To load a pre-trained model used for analyses in our manuscript and make prediction for (cell, drug) pairs of
your interest, execute the following:
Make sure you have gene2ind.txt, cell2ind.txt, cell2mutation.txt, drug2ind.txt,
drug2fingerprint.txt, and your file containing test data in proper format (examples are provided in
data and sample folder)
To run the model in a GPU server, execute the following:
python predict_drugcell.py -gene2id gene2ind.txt
-cell2id cell2ind.txt
-drug2id drug2ind.txt
-genotype cell2mutation.txt
-fingerprint drug2fingerprint.txt
-predict testdata.txt
-hidden <path_to_directory_to_store_hidden_values>
-result <path_to_directory_to_store_prediction_results>
-load <path_to_model_file>
-cuda <GPU_unit_to_use> (optional)
To load and test the DrugCell model in CPU, run predict_drugcell_cpu.py
(instead of predict_drugcell.py) with same set of parameters as 2. -cuda option is
not available in this scenario.
To train a new DrugCell model using a custom data set, first make sure that you have
a proper virtual environment set up. Also make sure that you have all the required files
to run the training scripts:
Cell feature files: gene2ind.txt, cell2ind.txt, cell2mutation.txt
Drug feature files: drug2ind.txt, drug2fingerprints.txt
Training data file: drugcell_train.txt
Validation data file: drugcell_val.txt
Ontology (hierarchy) file: drugcell_ont.txt
A tab-delimited file that contains the ontology (hierarchy) that defines the structure of a branch
of a DrugCell model that encodes the genotypes. The first column is always a term (subsystem or pathway),
and the second column is a term or a gene.
The third column should be set to "default" when the line represents a link between terms,
"gene" when the line represents an annotation link between a term and a gene.
The following is an example describing a sample hierarchy.
GO:0045834 GO:0045923 default
GO:0045834 GO:0043552 default
GO:0045923 AKT2 gene
GO:0045923 IL1B gene
GO:0043552 PIK3R4 gene
GO:0043552 SRC gene
GO:0043552 FLT1 gene
There are a few optional parameters that you can provide in addition to the input files:
-model: a name of directory where you want to store the trained models. The default
is set to "MODEL" in the current working directory.
-genotype_hiddens: a number of neurons to assign each subsystem in the hierarchy.
The default is set to 6.
-drug_hiddens: a string listing the number of neurons for the drug-encoding branch
of DrugCell. The number should be delimited by comma. The default value is "100,50,6",
and with the default option,
the drug branch of the resulting DrugCell model will be a fully-connected neural network with 3 layers
consisting of 100, 50, and 6 neurons.
-final_hiddens: the number of neurons in the top layer of DrugCell that combines
the genotype-encoding and the drug-encoding branches.
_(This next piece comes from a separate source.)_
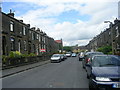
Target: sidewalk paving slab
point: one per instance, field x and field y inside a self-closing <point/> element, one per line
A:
<point x="11" y="71"/>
The default is 6.
-epoch: the number of epoch to run during the training phase. The default is set to 300.
-batchsize: the size of each batch to process at a time. The deafult is set to 5000.
You may increase this number to speed up the training process within the memory capacity
of your GPU server.
-cuda: the ID of GPU unit that you want to use for the model training. The default setting
is to use GPU 0.
Finally, to train a DrugCell model, execute a command line similar to the example provided in
sample/commandline_cuda.sh:
python -u train_drugcell.py -onto drugcell_ont.txt
-gene2id gene2ind.txt
-cell2id cell2ind.txt
-drug2id drug2ind.txt
-genotype cell2mutation.txt
-fingerprint drug2fingerprints.txt
-train drugcell_train.txt
-test drugcell_val.txt
-model ./MODEL
-genotype_hiddens 6
-drug_hiddens "100,50,6"
-final_hiddens 6
-epoch 100
-batchsize 5000
-cuda 1
There are three subsets of our training data provided as toy example: drugcell_train.txt, drugcell_test.txt and drugcell_val.txt have 10,000, 1,000, and 1,000 (cell line, drug) pairs along with the corresponding drug response (area under the dose-response curve).